By Justin Parkinson
BBC News Online education staff
Students ate slices of Blackpool rock bearing an anti-fees slogan
MPs have voted in favour of the government's plans for "variable" university tuition fees of up to £3,000 a year.
Opponents claim the Higher Education Bill will create a "market" in higher education and leave graduates with huge debts.
The Education Secretary, Charles Clarke, thinks the fees will lead to an expansion of universities, enabling half of young people to attend by 2010.
As the Bill received its third reading, BBC News Online asked students rallying at Westminster why they hated it so much and what they planned to do next.
Alice Humphreys, 22, Nottingham University
There's so much at stake. The whole quality and nature of higher education is under threat.
How could higher, variable fees possibly encourage more people to go on and study?
I have about £13,000 of debt as it stands. It would be even worse if I had to pay fees of £3,000 a year. People could leave owing £30,000.
There must be a fairer way of funding higher education. Since 1979, the highest rate of income tax has fallen from 83% to 40%.
Surely there is some scope for taxing the richest people in society.
Jez Sadler, 20, St John's College, Oxford
A lot of people are seriously in debt.
The government should listen to what students are saying.
People who want to study and contribute to society should be given more support.
It does not automatically follow that graduates are the highest earners, so why should they pay for what used to be free?
Mandy Telford, National Union of Students president
Even though MPs have voted in favour of top-up fees, we are taking our fight against them to the Lords.
A lot of peers are opposed to the Bill and we expect them to help us.
The campaign is still going strong.
Top-up fees are fundamentally wrong.

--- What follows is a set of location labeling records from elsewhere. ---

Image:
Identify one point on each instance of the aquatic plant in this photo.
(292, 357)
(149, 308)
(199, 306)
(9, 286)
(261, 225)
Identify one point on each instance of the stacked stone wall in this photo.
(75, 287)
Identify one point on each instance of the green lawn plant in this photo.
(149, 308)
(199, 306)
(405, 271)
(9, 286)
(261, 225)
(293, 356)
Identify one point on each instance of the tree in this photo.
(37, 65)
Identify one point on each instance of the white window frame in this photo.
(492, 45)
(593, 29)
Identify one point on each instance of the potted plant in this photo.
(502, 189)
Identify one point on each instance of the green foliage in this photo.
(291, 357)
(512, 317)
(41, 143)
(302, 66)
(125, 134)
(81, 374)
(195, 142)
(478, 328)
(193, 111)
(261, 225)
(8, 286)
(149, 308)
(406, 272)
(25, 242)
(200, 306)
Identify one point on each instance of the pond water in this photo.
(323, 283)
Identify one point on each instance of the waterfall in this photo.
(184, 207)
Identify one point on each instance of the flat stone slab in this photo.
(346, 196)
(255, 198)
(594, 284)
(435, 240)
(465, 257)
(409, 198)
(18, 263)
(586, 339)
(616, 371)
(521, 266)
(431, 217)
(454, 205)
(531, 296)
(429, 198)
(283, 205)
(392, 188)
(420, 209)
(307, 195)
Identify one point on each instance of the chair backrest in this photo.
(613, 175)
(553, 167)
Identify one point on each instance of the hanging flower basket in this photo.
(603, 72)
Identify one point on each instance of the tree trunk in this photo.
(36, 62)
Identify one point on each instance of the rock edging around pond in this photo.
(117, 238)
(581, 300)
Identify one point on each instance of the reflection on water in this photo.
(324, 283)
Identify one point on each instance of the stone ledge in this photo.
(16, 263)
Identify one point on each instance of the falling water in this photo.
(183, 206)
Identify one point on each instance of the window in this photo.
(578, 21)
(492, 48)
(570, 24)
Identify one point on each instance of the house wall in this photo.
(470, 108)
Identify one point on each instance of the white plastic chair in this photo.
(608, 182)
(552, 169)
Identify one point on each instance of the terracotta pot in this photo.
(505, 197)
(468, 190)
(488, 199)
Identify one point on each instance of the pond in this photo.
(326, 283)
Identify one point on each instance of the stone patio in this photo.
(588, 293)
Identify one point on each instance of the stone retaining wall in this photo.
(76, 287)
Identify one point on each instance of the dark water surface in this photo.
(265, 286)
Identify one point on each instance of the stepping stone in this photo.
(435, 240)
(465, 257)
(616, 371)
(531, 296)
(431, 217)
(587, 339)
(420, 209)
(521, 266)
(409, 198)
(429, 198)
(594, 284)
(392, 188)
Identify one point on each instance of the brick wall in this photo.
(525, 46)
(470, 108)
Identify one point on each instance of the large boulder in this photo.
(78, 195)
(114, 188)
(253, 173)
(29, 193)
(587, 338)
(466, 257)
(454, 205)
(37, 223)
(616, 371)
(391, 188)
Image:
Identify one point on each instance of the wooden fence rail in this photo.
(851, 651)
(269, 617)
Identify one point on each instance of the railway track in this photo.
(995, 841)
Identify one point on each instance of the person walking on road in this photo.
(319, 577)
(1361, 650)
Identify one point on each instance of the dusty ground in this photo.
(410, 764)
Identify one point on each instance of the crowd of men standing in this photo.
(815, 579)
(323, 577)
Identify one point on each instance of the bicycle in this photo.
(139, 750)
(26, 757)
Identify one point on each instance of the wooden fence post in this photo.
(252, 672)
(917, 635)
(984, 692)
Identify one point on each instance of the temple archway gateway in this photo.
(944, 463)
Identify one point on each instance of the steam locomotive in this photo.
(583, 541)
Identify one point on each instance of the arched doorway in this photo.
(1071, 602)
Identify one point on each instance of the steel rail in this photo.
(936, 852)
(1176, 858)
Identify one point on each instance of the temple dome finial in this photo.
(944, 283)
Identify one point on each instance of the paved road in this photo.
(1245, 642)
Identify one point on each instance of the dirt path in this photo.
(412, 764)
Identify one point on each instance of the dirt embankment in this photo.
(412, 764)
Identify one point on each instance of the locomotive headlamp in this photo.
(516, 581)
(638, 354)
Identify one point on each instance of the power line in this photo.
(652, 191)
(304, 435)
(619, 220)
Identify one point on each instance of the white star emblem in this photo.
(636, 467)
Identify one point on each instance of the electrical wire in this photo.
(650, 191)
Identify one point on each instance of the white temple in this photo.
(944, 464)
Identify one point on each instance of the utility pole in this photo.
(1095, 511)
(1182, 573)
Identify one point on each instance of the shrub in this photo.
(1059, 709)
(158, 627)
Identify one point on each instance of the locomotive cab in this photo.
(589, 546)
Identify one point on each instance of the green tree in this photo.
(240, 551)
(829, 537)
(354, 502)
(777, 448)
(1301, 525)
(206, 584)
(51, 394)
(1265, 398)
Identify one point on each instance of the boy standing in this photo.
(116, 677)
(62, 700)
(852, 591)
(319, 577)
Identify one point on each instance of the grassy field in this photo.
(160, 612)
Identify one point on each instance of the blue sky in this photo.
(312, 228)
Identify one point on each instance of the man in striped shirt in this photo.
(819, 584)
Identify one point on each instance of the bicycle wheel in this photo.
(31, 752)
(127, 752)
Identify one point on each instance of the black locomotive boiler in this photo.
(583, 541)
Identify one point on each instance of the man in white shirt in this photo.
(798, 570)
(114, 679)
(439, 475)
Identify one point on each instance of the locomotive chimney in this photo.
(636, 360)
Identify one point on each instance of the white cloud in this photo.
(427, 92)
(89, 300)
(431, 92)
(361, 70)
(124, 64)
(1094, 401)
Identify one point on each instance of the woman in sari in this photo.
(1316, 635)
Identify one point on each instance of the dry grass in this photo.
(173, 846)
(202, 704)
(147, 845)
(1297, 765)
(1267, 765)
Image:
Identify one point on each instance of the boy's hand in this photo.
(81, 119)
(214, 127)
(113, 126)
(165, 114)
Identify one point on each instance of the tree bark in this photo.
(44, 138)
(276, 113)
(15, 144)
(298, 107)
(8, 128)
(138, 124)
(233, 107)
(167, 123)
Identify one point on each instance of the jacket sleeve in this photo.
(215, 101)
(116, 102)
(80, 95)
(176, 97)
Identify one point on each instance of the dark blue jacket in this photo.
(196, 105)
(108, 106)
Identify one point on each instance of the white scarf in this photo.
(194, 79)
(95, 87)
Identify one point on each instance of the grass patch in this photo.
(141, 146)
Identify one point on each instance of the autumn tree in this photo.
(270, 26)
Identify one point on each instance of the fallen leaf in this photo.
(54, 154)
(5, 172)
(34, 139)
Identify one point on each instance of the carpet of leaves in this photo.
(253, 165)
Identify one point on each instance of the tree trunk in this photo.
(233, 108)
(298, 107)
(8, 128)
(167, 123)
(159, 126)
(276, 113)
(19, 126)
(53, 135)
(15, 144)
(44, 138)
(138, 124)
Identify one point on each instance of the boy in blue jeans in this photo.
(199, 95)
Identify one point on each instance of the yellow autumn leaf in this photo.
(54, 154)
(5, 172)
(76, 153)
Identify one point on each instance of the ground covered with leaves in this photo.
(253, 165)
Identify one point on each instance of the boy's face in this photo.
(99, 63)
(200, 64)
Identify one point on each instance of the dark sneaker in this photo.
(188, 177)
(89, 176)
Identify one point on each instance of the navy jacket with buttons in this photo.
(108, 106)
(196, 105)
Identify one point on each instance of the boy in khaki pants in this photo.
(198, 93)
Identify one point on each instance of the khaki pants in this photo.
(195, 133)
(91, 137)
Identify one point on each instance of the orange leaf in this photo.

They penalise people who want to learn.
The support we have received for the campaign has been outstanding.
Alin Campan, 17, Skelmersdale and Ormskirk Colleges
The level of fees are already quite high. It should be lowered if anything.
I don't think most students mind paying a little bit.
But we should not be talking in thousands of pounds.
I'm not at university yet, but high fees would be a big disincentive to a lot of people.
Laura Collins, 19, Cardiff University
The government promised no top-up fees in its 2001 election manifesto.
It has betrayed this quite blatantly and its credibility has been hugely damaged.
This is going to alienate a lot of potential Labour voters among the 5.4 million students in further and higher education.
It could be something that comes back to haunt Tony Blair.
Helen Turner, 25, Wolverhampton University
We can't have a market system in higher education. That runs against all its traditions and principles.
My university was a polytechnic until 1992 and a lot of the students are from working-class backgrounds.
The government says the Bill is designed to encourage more of them to stay on, but it would discourage people.
I think it would cost about £12,000 a year to study and live if fees were at £3,000.
If someone wanted to be a doctor, the cost might amount to £72,000 over six years.
That's the price of a house, all for a piece of paper that doesn't even guarantee a job.